Em sua primeira visita ao prédio onde funcionará o Museu Vassouras, o arquiteto Maurício Prochnik percebeu que as estruturas de sustentação do telhado — quase completamente destruídas após anos de abandono e um incêndio de grandes proporções — necessitavam de medidas urgentes.  A solução, criada e desenhada pela equipe de arquitetura do Museu, é um trabalho inédito no Brasil.
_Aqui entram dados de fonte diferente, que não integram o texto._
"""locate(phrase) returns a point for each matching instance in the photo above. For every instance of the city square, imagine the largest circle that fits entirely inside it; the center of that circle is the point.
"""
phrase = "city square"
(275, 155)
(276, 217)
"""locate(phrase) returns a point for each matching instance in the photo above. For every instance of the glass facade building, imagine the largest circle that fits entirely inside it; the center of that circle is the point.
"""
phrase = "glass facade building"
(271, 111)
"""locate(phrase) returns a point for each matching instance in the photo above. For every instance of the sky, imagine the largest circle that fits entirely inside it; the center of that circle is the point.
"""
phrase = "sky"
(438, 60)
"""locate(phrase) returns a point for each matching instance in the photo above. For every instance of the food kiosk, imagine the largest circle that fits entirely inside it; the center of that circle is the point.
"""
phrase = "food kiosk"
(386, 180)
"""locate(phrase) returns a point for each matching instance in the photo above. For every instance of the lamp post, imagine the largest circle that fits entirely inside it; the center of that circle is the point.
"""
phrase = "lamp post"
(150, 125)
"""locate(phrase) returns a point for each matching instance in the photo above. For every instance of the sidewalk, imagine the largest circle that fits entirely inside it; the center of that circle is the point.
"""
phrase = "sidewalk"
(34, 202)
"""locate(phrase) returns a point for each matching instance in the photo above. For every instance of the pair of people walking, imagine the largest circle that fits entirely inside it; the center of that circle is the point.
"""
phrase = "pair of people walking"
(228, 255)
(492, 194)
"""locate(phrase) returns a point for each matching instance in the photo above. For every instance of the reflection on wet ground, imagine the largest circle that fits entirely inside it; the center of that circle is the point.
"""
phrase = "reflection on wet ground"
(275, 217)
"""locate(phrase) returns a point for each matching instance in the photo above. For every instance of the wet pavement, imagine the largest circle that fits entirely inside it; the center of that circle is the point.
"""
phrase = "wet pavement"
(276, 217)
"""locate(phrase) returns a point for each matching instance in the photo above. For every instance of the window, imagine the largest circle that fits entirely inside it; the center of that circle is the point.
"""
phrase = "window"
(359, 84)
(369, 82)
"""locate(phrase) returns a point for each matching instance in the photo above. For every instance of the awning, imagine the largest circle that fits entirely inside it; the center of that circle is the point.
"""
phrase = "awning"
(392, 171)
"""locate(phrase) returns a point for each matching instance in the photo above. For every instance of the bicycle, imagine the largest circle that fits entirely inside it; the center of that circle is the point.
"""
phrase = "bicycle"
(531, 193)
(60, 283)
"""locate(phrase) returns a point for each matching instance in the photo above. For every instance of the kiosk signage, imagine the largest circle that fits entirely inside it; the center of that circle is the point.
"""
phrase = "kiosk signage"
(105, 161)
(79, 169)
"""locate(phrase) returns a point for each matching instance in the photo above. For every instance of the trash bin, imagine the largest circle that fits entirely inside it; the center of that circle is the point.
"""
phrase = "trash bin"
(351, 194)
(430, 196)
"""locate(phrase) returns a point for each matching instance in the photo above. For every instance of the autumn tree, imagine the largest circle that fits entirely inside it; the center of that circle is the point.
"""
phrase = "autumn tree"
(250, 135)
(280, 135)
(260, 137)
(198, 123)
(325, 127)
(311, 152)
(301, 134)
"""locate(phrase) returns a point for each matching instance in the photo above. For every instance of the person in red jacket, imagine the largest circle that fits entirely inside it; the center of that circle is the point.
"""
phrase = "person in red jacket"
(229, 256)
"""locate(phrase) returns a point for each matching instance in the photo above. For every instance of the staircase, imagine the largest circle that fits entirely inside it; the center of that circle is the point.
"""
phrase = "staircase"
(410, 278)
(Assistam abaixo ao vídeo com a evolução da reforma do telhado)

Palavra de arquiteto:  

— Foi feita a concepção para um telhado altamente resistente às intempéries. A estanqueidade é a coisa principal para uma indicação como essa, vedar a entrada de água, ainda mais em um imóvel que servirá a um museu. Criamos uma estrutura metálica e sobre essa estrutura montamos um telhado metálico, com isolamento acústico e térmico, e sobre esse telhado nós colocamos as telhas de cerâmica, as telhas de canal e as telhas francesas, no caso das Casa das Irmãs (anexo do prédio, em formato quadrangular, à esquerda nas imagens do vídeo). É um telhado gabaritado, mantendo o volume, a geometria, o desenho e a altura dos telhados originais. Com isso, quem olha de fora vê um telhado totalmente histórico, totalmente no formato, desenho, ângulos, configurações, quedas, etc e tal, tudo como o original, só que por baixo disso temos uma tremenda proteção. Caso quebre uma telha, a água jamais cairá dentro do ambiente, ela vai para fora. Além disso, eliminamos o uso da madeira na estrutura toda de telhados, medida tomada por conta do alto grau de contaminação por diversos tipos de cupins. (Maurício Prochnik)


Paredes que contam histórias

Projeto do Museu Vassouras dá novos significados ao antigo prédio do Hospital da Santa Casa de Misericórdia de Vassouras

Por Renato Lemos

Fotos Marcos Gusmão

Essa casa ou hospital, nós a vimos: compõe-se de dois grandes pavimentos. Sobre o pavimento superior são recebidos os homens e mulheres de cor branca que  necessitam dos socorros da medicina; no pavimento inferior, onde estão organizadas mais duas enfermarias, por conta e despesa do atual Sr Barão do Campo Belo, é destinado a receber a gente de cor preta. No pavimento superior há uma capela onde são celebrados os mistérios divinos que devem curar o espírito ou alma como a medicina cura as chagas da carne. Nesse mesmo pavimento se acha igualmente a casa de banho, a botica e tudo o que pode completar o necessário de uma casa de caridade. A alimentação é modesta, limpa a abundante” (Correio Mercantil, 1855)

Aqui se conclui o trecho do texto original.